The federal government is notifying the provinces and territories that Ottawa is keeping a close eye on the growing creep of for-profit health care in this country.

Health Minister Jean-Yves Duclos sent warnings to provinces Thursday, alerting them to potential clawbacks in federal health transfer payments should patients keep paying out of pocket for medically necessary care.

“I am very concerned with the recent increase in reports of patient charges for medically necessary services,” Duclos wrote in letters sent to provincial and territorial health ministers.

“It is critical that access to medically necessary services, whether provided in-person or virtually, remains based on medical need and free of charge.”

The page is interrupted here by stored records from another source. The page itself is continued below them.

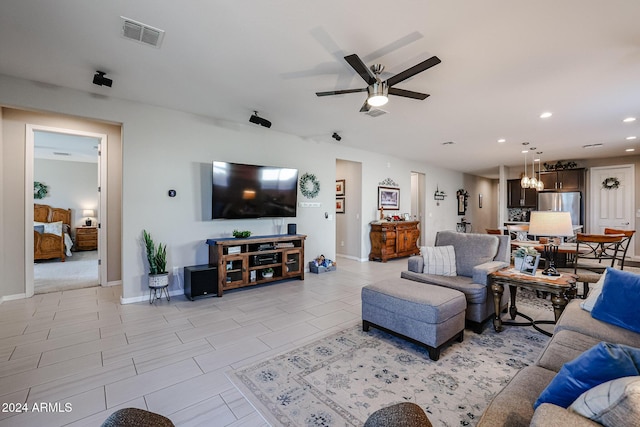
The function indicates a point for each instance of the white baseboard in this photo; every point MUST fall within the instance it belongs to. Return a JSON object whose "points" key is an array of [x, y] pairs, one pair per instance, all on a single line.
{"points": [[13, 297]]}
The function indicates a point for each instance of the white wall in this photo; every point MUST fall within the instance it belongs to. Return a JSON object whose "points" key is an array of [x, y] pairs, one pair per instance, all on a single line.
{"points": [[71, 185], [166, 149]]}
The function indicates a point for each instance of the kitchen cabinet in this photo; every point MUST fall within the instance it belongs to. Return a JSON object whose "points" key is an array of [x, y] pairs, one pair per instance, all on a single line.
{"points": [[569, 179], [518, 197]]}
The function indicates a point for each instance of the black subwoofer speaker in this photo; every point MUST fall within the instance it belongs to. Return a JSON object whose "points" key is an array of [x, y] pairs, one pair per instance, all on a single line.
{"points": [[200, 280]]}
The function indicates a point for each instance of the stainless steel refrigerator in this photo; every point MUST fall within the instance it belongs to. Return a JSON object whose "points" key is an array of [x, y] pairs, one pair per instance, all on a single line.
{"points": [[563, 202]]}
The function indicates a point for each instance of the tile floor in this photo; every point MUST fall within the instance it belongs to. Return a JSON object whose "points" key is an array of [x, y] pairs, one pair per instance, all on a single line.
{"points": [[83, 349]]}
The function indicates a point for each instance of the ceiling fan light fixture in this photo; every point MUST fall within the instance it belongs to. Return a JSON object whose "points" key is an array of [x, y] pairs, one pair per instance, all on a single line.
{"points": [[378, 94]]}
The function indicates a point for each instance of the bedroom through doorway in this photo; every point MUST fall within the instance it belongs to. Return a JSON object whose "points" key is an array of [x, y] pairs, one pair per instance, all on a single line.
{"points": [[67, 164]]}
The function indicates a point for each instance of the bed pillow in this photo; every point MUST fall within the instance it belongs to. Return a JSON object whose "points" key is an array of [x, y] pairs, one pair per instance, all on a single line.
{"points": [[601, 363], [619, 300], [614, 403], [594, 293], [439, 260], [53, 228]]}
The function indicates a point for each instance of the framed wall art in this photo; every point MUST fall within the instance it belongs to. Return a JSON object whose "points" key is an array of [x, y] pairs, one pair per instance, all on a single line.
{"points": [[389, 198], [339, 187]]}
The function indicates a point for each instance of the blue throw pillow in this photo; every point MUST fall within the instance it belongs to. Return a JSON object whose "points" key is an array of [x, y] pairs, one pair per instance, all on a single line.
{"points": [[601, 363], [619, 300]]}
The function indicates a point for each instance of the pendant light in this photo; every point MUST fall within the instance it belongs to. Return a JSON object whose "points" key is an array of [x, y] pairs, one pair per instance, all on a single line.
{"points": [[540, 186], [524, 182], [533, 182]]}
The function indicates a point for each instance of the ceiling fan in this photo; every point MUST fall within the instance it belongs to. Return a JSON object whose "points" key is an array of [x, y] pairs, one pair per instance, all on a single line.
{"points": [[377, 89]]}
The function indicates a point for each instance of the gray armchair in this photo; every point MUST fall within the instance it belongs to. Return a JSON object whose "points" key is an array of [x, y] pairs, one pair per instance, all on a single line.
{"points": [[477, 256]]}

The warning comes at a time when private companies, including those that offer virtual care, are increasingly filling gaps in a strained health-care system struggling to recover from the years-long pandemic.

Among the federal government’s main concerns is virtual health-care companies charging patients to see a physician or nurse practitioner, according to a senior government official who spoke to the Star.

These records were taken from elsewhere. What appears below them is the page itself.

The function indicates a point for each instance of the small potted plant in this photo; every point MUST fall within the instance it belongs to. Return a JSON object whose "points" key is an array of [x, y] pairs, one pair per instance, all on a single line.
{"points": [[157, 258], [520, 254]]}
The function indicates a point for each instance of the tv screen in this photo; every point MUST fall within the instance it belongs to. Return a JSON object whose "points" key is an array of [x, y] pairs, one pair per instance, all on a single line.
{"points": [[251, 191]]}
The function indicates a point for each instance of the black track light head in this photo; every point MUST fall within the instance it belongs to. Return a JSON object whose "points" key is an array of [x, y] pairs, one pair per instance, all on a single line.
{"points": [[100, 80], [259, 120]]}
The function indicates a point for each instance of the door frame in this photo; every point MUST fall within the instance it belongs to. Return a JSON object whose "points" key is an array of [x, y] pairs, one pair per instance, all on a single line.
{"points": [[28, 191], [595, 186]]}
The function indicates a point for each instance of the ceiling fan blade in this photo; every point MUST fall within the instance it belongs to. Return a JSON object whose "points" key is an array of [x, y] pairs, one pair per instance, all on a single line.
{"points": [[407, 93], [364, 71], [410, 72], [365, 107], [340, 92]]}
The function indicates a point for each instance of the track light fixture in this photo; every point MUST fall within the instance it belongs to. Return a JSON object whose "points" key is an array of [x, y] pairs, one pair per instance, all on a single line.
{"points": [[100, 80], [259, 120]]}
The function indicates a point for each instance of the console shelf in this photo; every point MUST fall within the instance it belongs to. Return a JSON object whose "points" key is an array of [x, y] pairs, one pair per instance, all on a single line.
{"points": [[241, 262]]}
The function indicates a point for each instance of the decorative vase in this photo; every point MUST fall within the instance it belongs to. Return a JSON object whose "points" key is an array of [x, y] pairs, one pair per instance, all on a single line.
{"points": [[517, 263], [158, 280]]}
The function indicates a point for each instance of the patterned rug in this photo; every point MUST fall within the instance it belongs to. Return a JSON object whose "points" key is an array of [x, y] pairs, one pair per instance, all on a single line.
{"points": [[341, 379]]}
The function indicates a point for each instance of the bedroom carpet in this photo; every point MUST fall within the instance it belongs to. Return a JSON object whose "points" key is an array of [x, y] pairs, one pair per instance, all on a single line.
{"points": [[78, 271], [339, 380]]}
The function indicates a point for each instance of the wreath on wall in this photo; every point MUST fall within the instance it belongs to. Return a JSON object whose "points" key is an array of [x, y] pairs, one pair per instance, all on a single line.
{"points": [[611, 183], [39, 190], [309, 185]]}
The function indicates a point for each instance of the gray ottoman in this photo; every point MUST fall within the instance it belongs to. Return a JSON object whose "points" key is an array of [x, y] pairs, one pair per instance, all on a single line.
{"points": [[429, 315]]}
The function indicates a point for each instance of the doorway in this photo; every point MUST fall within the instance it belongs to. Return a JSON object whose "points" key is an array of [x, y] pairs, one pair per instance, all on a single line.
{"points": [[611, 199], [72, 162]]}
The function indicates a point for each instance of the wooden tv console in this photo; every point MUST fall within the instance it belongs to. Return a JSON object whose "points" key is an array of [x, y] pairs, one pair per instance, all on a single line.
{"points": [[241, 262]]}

“We believe this is going against the Canada Health Act,” the official said, adding that the federal government is not against virtual care. “We believe that patients should not have to pay money out of their pocket for that.”

In a statement released Friday morning, Duclos also pointed to evidence of patients paying for medically necessary care, including diagnostic imaging, saying such services “should be accessible at no cost.”

“This is not acceptable and will not be tolerated,” Duclos said.

In a February interview with the Star, Duclos hinted he would be tackling breaches of the Canada Health Act following the completion of the federal health transfer deals.

He told the Star’s Althia Raj that situations involving Canadians paying for virtual health-care services and people travelling to other provinces and paying for faster access to medically necessary surgeries were “loopholes” and of “great concern.”

Duclos also said that health professionals charging for medically necessary services through expanded scopes of practice was another example of how for-profit care is creeping into the public system.

“Now, that’s not all right, this is something which we are very mindful of and will be acting on in the near future,” Duclos said at the time.

In letters to provincial health ministers, Duclos acknowledged the benefits to improvements in health care, including virtual care, telemedicine and health professionals drawing on expanded scopes of practice. But he added that these advances have also “resulted in the emergence of new patient charges to access medically necessary care that would otherwise be covered if provided in-person by a physician.”

Duclos noted that he plans to clarify new terms for virtual health services in a separate Canada Health Act interpretation letter. He said this will take place in collaboration with provincial and territorial health ministers.

He said that as the health-care system “continues to evolve” governments must ensure “it remains true to the spirit and intent of the Canada Health Act.”

“No matter where in the country Canadians live or how they receive medically necessary care, they must be able to access these services without having to pay out of pocket,” Duclos said.